Hi All,

I'm making a battery tester that will test batteries with small loads (25 Amp max) over a long period of time. I will be able to adjust how many amps load I want to put on the battery based on the manufacturers specification and than see how long it will take to drain the battery to 10.5 volts and then compare it with again the battery specs. I'm using PID loop in a PLC that has a 0-10V analog output to control an IRF1405 N channel enhancement MOSFET. http://www.redrok.com/MOSFET_IRF1405_55V_169A_5.3mO_Vth4.0_TO-220.pdf. I connected the GATE straight to the 0-10 volt output of the plc, the DRAIN to battery pos through a fuse and the SOURCE to battery neg. There is no resistive load to limit the current, however i put a fuse between battery pos and DRAIN to protect components and wiring if the MOSFET becomes fully saturated. What i don't understand, when the MOSFET opens more than i want it to and the fuse blows, the MOSFET gets damaged and it's like it stays fully saturated, open, it just breaks down. Why do you think that happens and what is the solution?

 

You want the MOSFET to be a switch, not the load.
Put a resistive load between battery positive and MOSFET drain.

 

Hello,

As said, it is not a good idea to take a mosfet as load.
When you want to regulate the power taken from the battery, use a fixed load and use PWM to regulate the power using the mosfet as a switch.
Now you are using the mosfet in linear mode and the mosfet must dissipate all power.
This will heatup the mosfet and give you the failure.

Bertus

 

You might want to study this application note at Linear Tech: A Closed-Loop, Wideband, 100A Active Load

I can only guess that your MOSFET is blowing either because it is overheating, shorting out and blowing the fuse, or possibly because the fuse is blowing simply because of excessive current, and in the act of blowing the abrupt cessation of current flow causes a catastrophic inductive voltage spike in the wiring between the MOSFET, fuse and battery, and this spike is what is destroying the MOSFET.

 

@OBW0549 Your signature at the bottom of your posts says (in part: "eat your vegetables !" That reminds me of a bible story - the one where Cane kills Able. You see, the brothers offered sacrifice to God. Able was a sheep herder and offered a sheep, whereas Cane was a farmer. His offer - yes, "Vegetables". The bible goes on to say that God looked upon Able's sacrifice with favor. This angered Cane, and so he killed Able.

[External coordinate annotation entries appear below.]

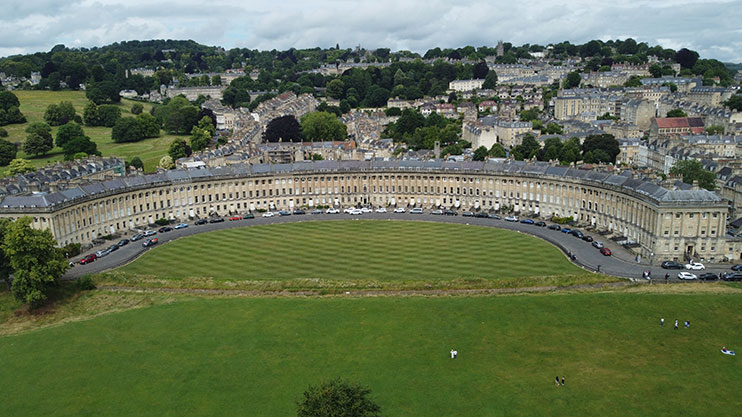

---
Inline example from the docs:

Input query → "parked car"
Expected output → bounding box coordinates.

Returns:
[661,261,683,269]
[80,253,98,265]
[678,271,698,281]
[685,261,706,271]
[721,272,742,281]
[142,237,159,248]
[698,272,719,281]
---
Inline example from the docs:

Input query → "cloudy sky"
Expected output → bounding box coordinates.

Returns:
[0,0,742,62]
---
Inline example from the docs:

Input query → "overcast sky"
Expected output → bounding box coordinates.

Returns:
[0,0,742,62]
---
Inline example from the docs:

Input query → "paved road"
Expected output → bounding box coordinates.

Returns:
[65,212,740,281]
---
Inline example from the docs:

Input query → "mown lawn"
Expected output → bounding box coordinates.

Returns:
[0,292,742,417]
[0,90,182,176]
[120,220,585,283]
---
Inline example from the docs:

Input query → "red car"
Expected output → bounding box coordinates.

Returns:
[80,253,98,265]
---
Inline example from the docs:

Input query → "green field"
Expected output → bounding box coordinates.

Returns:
[0,90,183,176]
[0,290,742,417]
[113,220,604,288]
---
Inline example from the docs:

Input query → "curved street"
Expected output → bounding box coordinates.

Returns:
[64,211,740,282]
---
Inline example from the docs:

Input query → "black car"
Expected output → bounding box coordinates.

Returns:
[698,272,719,281]
[662,261,684,269]
[721,272,742,281]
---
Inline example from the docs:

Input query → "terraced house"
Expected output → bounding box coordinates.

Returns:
[0,160,742,259]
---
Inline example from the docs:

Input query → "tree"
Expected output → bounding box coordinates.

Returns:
[127,156,144,169]
[2,217,67,306]
[582,133,620,164]
[670,159,716,191]
[62,136,100,161]
[0,139,18,166]
[301,111,348,142]
[667,109,687,117]
[167,139,192,161]
[54,122,85,148]
[23,122,54,156]
[160,155,175,169]
[472,146,489,161]
[482,71,497,90]
[263,115,304,142]
[8,158,36,175]
[111,117,144,143]
[296,379,381,417]
[562,71,582,88]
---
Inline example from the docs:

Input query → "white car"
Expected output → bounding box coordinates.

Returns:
[678,271,698,280]
[685,261,706,271]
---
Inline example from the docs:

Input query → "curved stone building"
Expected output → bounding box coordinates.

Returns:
[0,160,740,260]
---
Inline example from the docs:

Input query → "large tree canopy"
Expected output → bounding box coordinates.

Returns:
[263,115,304,142]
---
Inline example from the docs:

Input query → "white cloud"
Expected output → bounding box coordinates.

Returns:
[0,0,742,62]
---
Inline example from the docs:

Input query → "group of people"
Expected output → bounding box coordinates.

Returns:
[660,317,690,330]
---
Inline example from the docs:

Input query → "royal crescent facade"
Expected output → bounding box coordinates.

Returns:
[0,160,740,260]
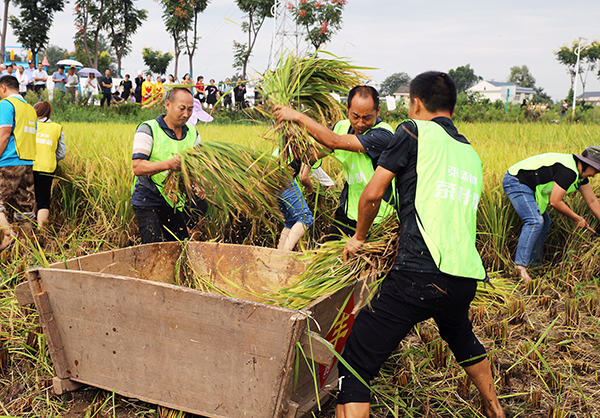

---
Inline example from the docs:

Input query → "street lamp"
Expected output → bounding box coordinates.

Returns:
[572,36,587,119]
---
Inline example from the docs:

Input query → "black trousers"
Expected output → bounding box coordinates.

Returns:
[133,205,189,244]
[338,270,485,404]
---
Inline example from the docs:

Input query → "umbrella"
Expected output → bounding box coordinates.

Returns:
[56,60,83,67]
[188,99,213,126]
[77,67,102,77]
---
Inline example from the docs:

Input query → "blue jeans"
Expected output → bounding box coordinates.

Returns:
[502,173,551,267]
[279,181,313,229]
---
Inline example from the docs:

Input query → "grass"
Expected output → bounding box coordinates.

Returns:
[0,119,600,418]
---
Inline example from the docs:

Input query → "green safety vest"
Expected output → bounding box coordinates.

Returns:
[144,119,198,210]
[6,97,37,161]
[33,122,62,173]
[412,120,486,280]
[508,152,581,213]
[333,119,394,224]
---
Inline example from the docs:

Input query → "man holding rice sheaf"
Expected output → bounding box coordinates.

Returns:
[337,71,504,418]
[131,88,205,244]
[274,86,394,240]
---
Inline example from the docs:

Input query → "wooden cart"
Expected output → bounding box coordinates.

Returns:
[16,242,355,418]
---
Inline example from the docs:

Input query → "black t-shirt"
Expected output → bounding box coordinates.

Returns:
[334,118,394,212]
[378,117,469,273]
[516,156,589,191]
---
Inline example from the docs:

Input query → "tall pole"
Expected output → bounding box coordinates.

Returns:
[572,36,587,119]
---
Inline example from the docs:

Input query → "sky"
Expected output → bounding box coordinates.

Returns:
[7,0,600,101]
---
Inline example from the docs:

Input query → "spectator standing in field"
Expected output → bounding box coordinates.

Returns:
[0,76,37,251]
[221,78,234,109]
[84,73,98,103]
[100,68,112,106]
[119,74,133,100]
[181,73,194,93]
[560,100,569,118]
[206,79,219,109]
[16,65,29,96]
[233,77,246,109]
[33,102,67,229]
[24,61,35,90]
[153,77,165,103]
[131,87,200,244]
[133,70,144,103]
[67,67,79,103]
[502,146,600,283]
[142,74,154,106]
[52,65,67,93]
[196,75,206,104]
[337,71,504,418]
[275,86,394,240]
[33,63,48,97]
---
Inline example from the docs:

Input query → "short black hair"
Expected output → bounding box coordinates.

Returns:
[348,86,379,110]
[0,75,19,91]
[165,87,194,101]
[409,71,457,113]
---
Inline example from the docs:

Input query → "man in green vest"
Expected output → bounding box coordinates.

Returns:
[275,86,393,239]
[337,71,504,418]
[131,88,206,244]
[0,76,37,251]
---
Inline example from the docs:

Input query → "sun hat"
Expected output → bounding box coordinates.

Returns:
[575,145,600,171]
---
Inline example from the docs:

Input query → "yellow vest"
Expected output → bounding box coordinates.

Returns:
[6,97,37,161]
[33,122,62,173]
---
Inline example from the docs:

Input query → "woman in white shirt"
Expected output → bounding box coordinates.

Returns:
[84,73,98,102]
[15,65,29,96]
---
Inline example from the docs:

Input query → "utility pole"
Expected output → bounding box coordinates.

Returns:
[572,36,587,119]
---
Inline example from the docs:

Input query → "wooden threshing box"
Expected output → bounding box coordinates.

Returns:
[16,242,354,418]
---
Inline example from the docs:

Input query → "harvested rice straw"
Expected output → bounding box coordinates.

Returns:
[256,51,367,167]
[165,141,290,229]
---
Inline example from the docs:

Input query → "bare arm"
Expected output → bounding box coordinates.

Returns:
[275,106,365,152]
[133,156,181,176]
[579,183,600,220]
[550,182,591,228]
[344,167,396,261]
[0,126,12,155]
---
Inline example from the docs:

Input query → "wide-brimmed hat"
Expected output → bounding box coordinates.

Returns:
[576,145,600,171]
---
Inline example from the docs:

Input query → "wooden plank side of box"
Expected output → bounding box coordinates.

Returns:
[32,269,305,418]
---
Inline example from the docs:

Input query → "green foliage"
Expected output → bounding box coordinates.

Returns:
[288,0,347,51]
[10,0,65,56]
[448,64,483,93]
[380,72,411,96]
[142,47,173,75]
[508,65,535,89]
[233,0,275,80]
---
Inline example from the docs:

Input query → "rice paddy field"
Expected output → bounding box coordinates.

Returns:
[0,118,600,418]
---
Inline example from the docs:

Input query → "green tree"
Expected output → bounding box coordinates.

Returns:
[161,0,192,77]
[554,40,600,96]
[106,0,148,77]
[233,0,275,80]
[142,47,173,75]
[448,64,483,92]
[380,72,411,96]
[508,65,535,89]
[10,0,65,56]
[288,0,347,51]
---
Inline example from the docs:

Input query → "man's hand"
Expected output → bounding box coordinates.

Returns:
[344,235,365,262]
[167,155,181,171]
[274,105,302,123]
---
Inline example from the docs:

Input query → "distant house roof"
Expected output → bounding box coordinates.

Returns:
[469,80,535,94]
[577,91,600,102]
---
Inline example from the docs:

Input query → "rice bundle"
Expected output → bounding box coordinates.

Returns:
[257,51,366,163]
[165,141,290,224]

Here's what I learn from that story: God don't eat no vegetables neither!

Not to stray from the original post: I have to agree with all the advice you've received so far (@Sebestyén Kárpáti). Depending on a MOSFET to act as a resistive load - - - um, lets consider this: Your device can handle so many amps. Like a resistor, we also need to calculate the wattage. So using a 12 volt battery as an example, lets put a 10 ohm resistor across the posts. 12 ÷ 10 = 1.2 amps. If you put a quarter watt resistor in that circuit you're going to see it glow brightly for a brief instant, then it will fail. You're pushing 14.4 watts through it. That's a lot of heat. Look at the data sheet and - um, here's where I'm not good with the numbers, calculate how many degrees (C or F) your part will rise at that kind of wattage. Even if your device is capable of handling 30 amps, and suppose you are using a 15 amp fuse, 1.2 amps is NOT going to blow a 15 amp fuse. But the MOSFET is going to heat up significantly. Likely it will blow. Quite possibly go dead shorted and then draw 30 or more amps through your 15 amp fuse - and yes, your fuse will blow.

 

Here's what I learn from that story: God don't eat no vegetables neither!

I don't give a fat rat's derriere what God eats; I eat all my vegetables and you should, too!

...Look at the data sheet and - um, here's where I'm not good with the numbers, calculate how many degrees (C or F) your part will rise...

Taking the TS's numbers, a MOSFET with 12 volts drain-to-source and passing 25 amps will be dissipating 300 watts. Looking at the data sheet, the maximum rated power dissipation of the IRF1405 is 330 watts, and that's with the case temperature held at 25 °C-- that is, with an infinite heat sink, which he almost certainly doesn't have. We're awful close to the max.

Another way of looking at it is through the thermal resistance characteristics of the MOSFET: the data sheet gives a junction-to-case thermal resistance of 0.45 °C/watt, so with 300 watts dissipation the junction temperature will be:

0.45 °C/W * 300 W = 135 °C above ambient (nominally 25 °C), or 160 °C.

The maximum rated junction temperature is 175 °C, so once again we're right on the hairy edge with, as before, an infinite heat sink.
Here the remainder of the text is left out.